Chapter Learning Objectives/Outcomes

After completing Chapter 1, you will be able to:

  1. Understand basic statistical terminology.
  2. Describe sampling and experimental design techniques.
  3. Organize and visualize data using techniques for exploratory data analysis.
  4. Identify the shape of a data set.
  5. Understand and interpret graphical displays.

R objectives

  1. Manually enter data.
  2. Generate random numbers.
  3. Create histograms.

This chapter’s outcomes correspond to course outcomes (1) organize, summarize, and interpret data in tabular, graphical, and pictorial formats and (2) organize and interpret bivariate data and learn simple linear regression and correlation.
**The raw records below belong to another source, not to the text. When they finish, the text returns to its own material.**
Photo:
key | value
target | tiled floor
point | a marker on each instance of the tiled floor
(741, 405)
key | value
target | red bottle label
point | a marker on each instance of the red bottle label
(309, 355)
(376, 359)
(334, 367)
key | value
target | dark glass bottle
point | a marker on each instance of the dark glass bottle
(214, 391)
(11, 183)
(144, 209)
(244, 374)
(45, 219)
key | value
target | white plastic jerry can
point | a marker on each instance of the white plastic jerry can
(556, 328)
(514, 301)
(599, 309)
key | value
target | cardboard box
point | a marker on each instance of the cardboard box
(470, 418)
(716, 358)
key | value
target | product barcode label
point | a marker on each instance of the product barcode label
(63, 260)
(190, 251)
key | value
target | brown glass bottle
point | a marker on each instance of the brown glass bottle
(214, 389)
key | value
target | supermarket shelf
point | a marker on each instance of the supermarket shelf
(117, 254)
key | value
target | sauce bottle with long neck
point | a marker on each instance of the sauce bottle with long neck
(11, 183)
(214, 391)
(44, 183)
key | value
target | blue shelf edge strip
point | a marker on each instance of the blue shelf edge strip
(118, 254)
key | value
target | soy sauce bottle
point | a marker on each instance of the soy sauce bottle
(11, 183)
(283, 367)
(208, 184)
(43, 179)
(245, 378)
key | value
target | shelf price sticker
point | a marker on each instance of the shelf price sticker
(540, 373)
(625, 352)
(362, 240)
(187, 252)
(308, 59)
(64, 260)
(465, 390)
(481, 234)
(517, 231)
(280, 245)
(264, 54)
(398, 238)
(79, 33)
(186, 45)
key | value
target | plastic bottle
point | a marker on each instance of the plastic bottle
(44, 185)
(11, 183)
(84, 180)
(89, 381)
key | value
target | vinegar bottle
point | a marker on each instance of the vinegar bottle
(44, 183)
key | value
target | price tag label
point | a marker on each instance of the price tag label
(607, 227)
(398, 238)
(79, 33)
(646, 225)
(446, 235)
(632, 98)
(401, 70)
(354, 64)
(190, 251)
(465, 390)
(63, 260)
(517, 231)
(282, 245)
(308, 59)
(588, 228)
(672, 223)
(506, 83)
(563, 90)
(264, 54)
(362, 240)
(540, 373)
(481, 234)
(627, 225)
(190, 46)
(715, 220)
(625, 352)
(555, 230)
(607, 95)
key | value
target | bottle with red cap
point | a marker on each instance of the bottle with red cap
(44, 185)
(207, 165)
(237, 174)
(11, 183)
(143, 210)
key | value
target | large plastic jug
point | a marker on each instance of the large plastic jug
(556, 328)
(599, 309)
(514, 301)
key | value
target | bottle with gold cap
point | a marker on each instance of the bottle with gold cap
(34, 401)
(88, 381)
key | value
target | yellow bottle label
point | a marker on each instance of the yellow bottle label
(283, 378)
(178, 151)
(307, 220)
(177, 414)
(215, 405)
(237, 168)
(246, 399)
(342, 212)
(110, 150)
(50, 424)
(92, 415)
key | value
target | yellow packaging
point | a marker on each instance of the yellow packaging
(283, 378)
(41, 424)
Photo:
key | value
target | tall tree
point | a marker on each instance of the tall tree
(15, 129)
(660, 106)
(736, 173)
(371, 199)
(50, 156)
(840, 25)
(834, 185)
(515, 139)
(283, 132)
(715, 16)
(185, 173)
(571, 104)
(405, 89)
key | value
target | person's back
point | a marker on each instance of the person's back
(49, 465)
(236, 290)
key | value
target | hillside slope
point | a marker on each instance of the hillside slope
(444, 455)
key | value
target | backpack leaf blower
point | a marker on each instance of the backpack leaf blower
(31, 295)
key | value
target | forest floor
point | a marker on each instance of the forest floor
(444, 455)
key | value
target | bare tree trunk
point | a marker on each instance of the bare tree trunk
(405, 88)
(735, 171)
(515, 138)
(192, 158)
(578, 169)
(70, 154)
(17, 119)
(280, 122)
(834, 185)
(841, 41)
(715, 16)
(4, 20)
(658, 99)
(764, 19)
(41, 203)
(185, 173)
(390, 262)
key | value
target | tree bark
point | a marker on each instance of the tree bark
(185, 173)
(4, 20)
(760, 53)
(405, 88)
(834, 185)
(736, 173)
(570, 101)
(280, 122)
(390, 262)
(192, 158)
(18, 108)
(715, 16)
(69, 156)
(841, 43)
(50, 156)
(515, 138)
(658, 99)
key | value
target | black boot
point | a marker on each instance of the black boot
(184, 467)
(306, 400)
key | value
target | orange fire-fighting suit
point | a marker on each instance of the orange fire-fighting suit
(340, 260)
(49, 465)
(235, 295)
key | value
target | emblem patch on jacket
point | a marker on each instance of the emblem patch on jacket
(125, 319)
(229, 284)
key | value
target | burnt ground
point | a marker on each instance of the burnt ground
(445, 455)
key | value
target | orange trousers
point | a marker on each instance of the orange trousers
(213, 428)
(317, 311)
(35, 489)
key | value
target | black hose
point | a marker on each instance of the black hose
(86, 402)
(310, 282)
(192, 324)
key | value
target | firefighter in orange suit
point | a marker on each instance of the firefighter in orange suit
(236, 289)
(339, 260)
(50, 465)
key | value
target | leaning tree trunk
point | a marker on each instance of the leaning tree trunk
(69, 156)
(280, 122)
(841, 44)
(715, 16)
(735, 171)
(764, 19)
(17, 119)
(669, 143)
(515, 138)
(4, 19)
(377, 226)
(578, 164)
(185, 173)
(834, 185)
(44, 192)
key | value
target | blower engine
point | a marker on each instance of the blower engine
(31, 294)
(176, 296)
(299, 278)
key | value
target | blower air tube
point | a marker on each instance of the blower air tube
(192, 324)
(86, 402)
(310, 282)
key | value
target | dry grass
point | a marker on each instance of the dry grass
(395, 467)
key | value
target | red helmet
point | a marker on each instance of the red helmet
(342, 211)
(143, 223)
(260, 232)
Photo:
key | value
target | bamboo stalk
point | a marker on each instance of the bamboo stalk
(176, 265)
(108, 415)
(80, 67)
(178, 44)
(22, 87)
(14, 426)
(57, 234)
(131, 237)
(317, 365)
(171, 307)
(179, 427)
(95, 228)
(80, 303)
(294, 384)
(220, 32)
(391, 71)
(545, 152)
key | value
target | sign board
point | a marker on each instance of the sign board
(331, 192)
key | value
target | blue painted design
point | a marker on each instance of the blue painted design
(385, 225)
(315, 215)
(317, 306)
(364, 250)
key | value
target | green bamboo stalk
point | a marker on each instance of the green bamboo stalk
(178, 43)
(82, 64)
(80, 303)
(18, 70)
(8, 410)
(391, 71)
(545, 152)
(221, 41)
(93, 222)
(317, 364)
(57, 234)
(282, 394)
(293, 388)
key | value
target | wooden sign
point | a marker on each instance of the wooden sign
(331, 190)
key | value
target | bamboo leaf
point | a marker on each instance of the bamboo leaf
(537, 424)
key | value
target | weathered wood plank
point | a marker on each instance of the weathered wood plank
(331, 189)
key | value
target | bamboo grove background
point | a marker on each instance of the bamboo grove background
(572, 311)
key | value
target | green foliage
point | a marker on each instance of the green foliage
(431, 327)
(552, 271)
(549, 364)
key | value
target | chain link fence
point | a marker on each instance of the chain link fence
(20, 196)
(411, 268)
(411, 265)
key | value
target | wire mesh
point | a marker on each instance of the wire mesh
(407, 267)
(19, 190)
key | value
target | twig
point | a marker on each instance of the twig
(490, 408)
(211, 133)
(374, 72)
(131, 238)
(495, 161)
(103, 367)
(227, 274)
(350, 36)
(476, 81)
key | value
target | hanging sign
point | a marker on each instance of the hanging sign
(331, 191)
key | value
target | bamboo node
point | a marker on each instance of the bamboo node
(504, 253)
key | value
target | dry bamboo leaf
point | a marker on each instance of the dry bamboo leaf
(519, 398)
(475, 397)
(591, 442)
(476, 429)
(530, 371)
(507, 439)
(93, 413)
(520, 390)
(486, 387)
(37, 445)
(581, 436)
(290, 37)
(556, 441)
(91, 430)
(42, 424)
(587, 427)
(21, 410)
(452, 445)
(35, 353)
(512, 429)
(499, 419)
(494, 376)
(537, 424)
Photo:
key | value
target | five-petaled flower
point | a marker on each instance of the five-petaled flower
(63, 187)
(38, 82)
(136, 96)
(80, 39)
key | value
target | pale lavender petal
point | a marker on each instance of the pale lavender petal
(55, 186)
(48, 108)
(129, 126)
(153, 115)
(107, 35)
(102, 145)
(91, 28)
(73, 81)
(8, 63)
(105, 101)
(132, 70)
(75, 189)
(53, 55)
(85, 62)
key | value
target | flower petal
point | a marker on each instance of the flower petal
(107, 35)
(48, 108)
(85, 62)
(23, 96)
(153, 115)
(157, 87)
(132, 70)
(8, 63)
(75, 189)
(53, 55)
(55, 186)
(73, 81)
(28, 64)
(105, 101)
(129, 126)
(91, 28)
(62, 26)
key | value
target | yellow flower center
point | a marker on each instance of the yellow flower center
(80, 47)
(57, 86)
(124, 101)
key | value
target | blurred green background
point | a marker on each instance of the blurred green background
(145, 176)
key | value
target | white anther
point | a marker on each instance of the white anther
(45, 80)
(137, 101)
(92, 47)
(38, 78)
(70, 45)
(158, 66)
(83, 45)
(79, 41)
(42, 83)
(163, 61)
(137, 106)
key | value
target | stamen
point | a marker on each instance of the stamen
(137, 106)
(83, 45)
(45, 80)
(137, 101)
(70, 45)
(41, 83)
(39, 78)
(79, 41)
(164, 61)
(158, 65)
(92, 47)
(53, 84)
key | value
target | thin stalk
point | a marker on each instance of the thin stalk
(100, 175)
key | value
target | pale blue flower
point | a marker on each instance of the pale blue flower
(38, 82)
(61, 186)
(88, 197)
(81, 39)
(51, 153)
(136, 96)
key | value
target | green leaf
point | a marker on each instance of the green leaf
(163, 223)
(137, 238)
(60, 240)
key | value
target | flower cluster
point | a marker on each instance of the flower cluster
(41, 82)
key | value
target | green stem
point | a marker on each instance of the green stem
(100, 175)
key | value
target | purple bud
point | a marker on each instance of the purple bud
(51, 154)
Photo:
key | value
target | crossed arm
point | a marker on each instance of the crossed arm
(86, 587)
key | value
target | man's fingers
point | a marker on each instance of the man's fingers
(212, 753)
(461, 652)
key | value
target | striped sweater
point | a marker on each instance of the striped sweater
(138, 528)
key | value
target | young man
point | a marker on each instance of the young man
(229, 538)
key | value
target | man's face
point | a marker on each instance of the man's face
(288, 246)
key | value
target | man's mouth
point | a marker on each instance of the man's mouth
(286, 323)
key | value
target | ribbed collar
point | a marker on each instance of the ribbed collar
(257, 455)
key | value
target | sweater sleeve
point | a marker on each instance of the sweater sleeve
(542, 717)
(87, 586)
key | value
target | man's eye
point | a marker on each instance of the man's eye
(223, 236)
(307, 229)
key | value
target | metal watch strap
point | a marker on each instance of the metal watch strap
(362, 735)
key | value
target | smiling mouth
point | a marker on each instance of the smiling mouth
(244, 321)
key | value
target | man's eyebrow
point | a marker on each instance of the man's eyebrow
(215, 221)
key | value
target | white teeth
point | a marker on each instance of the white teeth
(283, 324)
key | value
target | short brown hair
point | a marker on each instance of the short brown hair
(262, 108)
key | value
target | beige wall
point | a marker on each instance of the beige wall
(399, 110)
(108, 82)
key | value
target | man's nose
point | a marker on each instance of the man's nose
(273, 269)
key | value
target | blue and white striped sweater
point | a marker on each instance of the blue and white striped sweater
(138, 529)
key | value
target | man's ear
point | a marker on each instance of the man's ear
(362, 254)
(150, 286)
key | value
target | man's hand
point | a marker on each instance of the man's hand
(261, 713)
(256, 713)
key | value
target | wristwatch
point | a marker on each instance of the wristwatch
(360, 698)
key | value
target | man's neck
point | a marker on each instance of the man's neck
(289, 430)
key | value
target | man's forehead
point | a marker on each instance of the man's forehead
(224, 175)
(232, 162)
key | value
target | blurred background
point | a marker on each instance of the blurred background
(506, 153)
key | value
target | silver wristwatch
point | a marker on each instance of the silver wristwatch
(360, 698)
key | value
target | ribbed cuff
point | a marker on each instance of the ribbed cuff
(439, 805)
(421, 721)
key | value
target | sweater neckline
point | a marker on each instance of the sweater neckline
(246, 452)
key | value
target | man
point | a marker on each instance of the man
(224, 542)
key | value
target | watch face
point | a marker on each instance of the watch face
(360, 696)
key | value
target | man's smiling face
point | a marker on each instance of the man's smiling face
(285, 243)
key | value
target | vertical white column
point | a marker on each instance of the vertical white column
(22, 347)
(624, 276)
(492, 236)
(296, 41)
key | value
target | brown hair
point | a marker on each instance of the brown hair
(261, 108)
1.1 Statistics Terminology

There are two ways to think about statistics:

  1. Descriptive statistics are methods for describing information.

For example, 66% of eligible voters voted in the 2020 presidential election (the highest turnout since 1900!).

  1. Inferential statistics are methods for drawing inference (making decisions about something we are uncertain about).

For example, a poll suggests that 75% of voters will select Candidate A. People haven’t voted yet, so we don’t know what will happen, but we could reasonably conclude that Candidate A will win the election.

The first three chapters of this text are dedicated to methods for descriptive statistics. Chapters 4 and 5 build up some background information to help with inferential statistics, and then Chapters 6 and beyond deal with inferential statistics.

Data is factual information. We collect data from a population, the collection of all individuals or items a researcher is interested in.

  • Collecting data from an entire population is called a census.
    • This is complicated and expensive! There’s a reason the United States only does a census every 10 years.
  • We can also take a sample, a subset of the population we get data from.
    • If you think of the population as a pie, the sample is a small slice. Whether it’s a pumpkin pie, a cherry pie, or a savory pie, the small slice will tell you that. We don’t need to eat the entire pie to learn a lot about it!

Data are often organized in what we call a data matrix. If you’ve ever seen data in a spreadsheet, that’s a data matrix!

Age Gender Smoker Marital Status
Person 1 45 Male yes married
Person 2 23 Female no single
Person 3 36 Other no married
Person 4 29 Female no single

Each row (horizontal) represents one observation (also called observational units, cases, or subjects). These are the individuals or items in the sample.

Each column (vertical) represents a variable, the characteristic or thing being measured. Think of variables as measurements that can vary from one observation to the next.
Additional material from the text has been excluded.